En Europe en revanche, la persécution permanente produit exactement cette dynamique qui sert ensuite à nouveau de justification pour d'autres abattages. Un cycle fermé de peur, d'abattage et de population croissante.

Pour une analyse critique de la chasse, le raton laveur est donc central : il montre que la chasse de loisir à la FACE n'est pas du management, mais souvent un système auto-renforçant qui ignore le savoir biologique pour sécuriser politiquement un intérêt de loisir.

Quand tuer fait plaisir : pourquoi la chasse de loisir n'est pas un comportement de loisir normal

Les humains qui éprouvent du plaisir à tuer des êtres vivants et à payer pour cela montrent d'un point de vue psychologique un comportement de loisir anormal. Ce comportement contredit les mécanismes fondamentaux d'empathie, compassion et d'inhibition morale tels qu'ils existent chez la majorité des personnes psychiquement saines.

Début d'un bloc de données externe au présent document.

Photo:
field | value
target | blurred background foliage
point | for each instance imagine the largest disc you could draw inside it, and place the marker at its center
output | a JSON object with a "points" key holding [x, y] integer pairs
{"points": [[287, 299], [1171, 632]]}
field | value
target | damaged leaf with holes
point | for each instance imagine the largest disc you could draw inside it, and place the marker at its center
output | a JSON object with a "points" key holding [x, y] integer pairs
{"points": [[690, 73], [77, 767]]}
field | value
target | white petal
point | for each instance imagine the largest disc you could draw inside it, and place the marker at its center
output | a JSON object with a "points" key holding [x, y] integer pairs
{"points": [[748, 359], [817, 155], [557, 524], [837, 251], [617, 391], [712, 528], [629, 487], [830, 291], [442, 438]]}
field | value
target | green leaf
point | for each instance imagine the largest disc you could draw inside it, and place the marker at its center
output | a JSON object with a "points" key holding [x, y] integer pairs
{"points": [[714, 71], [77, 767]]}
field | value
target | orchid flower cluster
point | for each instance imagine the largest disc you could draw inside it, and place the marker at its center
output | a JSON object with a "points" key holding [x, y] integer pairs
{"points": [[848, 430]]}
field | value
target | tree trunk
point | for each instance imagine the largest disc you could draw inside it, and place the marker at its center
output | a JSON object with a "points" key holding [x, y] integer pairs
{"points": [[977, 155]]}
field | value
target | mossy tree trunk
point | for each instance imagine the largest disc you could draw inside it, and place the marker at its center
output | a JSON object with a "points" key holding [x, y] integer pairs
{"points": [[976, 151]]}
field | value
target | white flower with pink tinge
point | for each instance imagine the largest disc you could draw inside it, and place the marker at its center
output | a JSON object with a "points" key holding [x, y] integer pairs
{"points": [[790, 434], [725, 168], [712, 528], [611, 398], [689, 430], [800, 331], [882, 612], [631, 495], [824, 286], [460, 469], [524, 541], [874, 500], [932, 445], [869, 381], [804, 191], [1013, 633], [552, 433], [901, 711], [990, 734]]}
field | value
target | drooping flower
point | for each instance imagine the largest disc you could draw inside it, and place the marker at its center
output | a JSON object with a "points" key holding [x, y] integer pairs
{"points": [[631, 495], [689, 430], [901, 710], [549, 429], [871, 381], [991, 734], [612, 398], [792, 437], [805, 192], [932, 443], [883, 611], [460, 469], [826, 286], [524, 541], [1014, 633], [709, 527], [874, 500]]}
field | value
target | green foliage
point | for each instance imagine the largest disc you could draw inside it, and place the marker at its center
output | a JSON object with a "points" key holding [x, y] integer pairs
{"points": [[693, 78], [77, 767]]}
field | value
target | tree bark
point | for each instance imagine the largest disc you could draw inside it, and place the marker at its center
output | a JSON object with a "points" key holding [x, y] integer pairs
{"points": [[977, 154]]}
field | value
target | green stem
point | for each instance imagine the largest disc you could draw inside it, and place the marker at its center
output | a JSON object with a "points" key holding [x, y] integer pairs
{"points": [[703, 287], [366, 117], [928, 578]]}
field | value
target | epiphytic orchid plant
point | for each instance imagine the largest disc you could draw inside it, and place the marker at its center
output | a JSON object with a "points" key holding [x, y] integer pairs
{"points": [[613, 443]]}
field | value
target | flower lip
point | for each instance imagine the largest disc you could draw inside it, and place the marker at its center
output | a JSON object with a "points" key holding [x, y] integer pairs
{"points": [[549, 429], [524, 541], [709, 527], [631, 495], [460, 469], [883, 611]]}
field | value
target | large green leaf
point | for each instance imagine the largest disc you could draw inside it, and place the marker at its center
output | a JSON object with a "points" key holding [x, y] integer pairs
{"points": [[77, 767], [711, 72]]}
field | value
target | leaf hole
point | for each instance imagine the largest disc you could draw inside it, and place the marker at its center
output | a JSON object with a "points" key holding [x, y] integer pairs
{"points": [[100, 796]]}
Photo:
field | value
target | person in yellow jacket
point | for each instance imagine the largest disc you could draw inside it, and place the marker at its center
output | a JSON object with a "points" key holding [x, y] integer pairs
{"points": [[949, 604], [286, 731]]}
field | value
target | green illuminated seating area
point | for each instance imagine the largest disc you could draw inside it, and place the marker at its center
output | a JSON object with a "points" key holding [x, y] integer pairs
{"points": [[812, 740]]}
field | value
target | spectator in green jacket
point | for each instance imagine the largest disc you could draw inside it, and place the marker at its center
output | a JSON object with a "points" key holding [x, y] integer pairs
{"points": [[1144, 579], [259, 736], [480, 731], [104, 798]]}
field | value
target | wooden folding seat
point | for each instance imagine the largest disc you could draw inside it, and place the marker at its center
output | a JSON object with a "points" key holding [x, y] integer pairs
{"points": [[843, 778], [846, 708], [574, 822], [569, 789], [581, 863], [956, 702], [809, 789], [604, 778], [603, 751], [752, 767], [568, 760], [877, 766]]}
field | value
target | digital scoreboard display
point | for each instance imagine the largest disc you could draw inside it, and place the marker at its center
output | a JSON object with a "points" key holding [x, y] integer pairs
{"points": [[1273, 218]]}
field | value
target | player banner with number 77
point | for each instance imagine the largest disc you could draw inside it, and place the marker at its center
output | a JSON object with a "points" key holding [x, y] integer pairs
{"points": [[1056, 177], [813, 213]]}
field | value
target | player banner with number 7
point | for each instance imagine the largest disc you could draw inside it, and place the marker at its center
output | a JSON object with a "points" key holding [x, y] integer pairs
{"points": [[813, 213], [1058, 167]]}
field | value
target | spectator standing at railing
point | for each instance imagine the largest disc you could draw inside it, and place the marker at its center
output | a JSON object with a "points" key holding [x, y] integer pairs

Psychologiquement, il s'agit d'un comportement de violence déviant, même quand il est toléré politiquement ou culturellement.

C'est précisément cette tolérance qui est activement soutenue au niveau européen par des organisations comme FACE. Le lobby de la chasse ne défend pas seulement la chasse de loisir politiquement, mais la normalise communicativement comme tradition, protection de la nature ou prétendu management de la faune nécessaire. FACE déplace ainsi systématiquement le débat de la réalité psychologique du meurtre vers une justification morale qui décharge socialement la violence.

Le plaisir de tuer est une caractéristique classique de la violence basée sur le plaisir. L'acte violent lui-même a un effet gratifiant. Pas le résultat, pas une nécessité objective, mais le meurtre en soi. Ce schéma est clairement décrit dans la psychologie de la violence et n'est pas un phénomène marginal. Quiconque occulte ou relativise ce mécanisme ignore des connaissances scientifiques établies.

En protégeant la chasse de loisir comme activité récréative légitime, FACE protège implicitement aussi une motivation violente problématique. Quiconque vit la chasse de loisir principalement comme un plaisir et la défend politiquement montre une forme psychologiquement pertinente de propension à la violence, qui est historiquement et structurellement apparentée aux idéologies autoritaires, dévalorisation de la vie et à une vision du monde orientée vers le contrôle. Le fait que ce comportement soit socialement accepté ou légalement autorisé ne le rend ni psychologiquement anodin ni éthiquement neutre.

Plus sur le thème de la chasse de loisir : Dans notre dossier sur la chasse nous rassemblons des vérifications de faits, des analyses et des reportages de fond.